The second is determined by an increase in the maturity of the company’s management – this is critical, because, according to the studies carried out by the authors of the book Leader and the Tribe, the culture of the team will not be able to keep above the cultural level of its leader (personal observations are quite consistent with this). And in general, it is necessary to create conditions for the involvement of employees and motivation of the majority to value team achievements over personal ones – not only training is important here, but also a revision of the compensation system.
This is followed logically by the development of the company’s architecture, starting with the key value streams, leading to a target organizational structure with a corresponding redistribution of powers and budgets, combined with the reform of collegial management at the strategic level.
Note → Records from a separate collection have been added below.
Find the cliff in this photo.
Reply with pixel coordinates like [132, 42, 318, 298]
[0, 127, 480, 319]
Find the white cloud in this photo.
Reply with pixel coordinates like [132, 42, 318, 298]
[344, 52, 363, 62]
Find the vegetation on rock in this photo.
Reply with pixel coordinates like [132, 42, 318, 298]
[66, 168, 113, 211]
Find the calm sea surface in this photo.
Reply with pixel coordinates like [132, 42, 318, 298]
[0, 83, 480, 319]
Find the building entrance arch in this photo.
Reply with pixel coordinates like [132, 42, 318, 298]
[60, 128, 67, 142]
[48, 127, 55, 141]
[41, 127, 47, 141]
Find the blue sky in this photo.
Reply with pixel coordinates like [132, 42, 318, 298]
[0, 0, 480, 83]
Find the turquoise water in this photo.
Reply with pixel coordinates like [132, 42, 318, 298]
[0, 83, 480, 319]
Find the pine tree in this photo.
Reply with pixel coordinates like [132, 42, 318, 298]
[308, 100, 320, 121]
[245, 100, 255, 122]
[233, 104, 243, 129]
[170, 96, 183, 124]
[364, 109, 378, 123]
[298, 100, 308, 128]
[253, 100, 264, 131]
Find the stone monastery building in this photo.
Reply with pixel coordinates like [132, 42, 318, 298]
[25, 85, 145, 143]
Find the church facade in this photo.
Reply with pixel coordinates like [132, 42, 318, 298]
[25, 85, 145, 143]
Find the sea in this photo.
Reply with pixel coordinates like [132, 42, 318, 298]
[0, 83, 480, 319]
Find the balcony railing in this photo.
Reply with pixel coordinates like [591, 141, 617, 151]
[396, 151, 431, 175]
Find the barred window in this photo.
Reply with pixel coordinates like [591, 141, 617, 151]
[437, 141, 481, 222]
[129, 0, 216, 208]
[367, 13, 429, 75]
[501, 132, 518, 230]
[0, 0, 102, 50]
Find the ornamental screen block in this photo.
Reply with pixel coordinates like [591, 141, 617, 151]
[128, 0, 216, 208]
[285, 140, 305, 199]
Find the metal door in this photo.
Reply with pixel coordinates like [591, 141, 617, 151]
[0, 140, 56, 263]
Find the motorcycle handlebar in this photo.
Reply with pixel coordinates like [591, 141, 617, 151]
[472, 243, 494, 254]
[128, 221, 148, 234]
Finally, all of the above must be put into practice regardless of politics and conservatism, creating a safe environment for employees to transition.
And only at the next stage
we come to building a proper “cross-team” agile: we focus first on launching, then on the interaction of specific product teams, guided by applied methodologies based on SAFe, LeSS or their derivatives. Much can be done in parallel, but forgetting about the above-described fundamental principles, the whole transformation risks losing its meaning and turning into a toy to attract talent.
Of course, you are on the right track if you implement a culture of continuous improvement, train teams, and certainly try to keep the client in focus. At the same time, the transformation cannot be carried out by a “cavalry swoop” and requires a clear economic justification and proper systematization. Otherwise, management falls into the trap of “agile visibility,” where energetic, positive rallies instill confidence in success and redefine the worldview (which is good), but do not contribute to a structured, data-driven approach to organizational reform and effective governance in the new environment.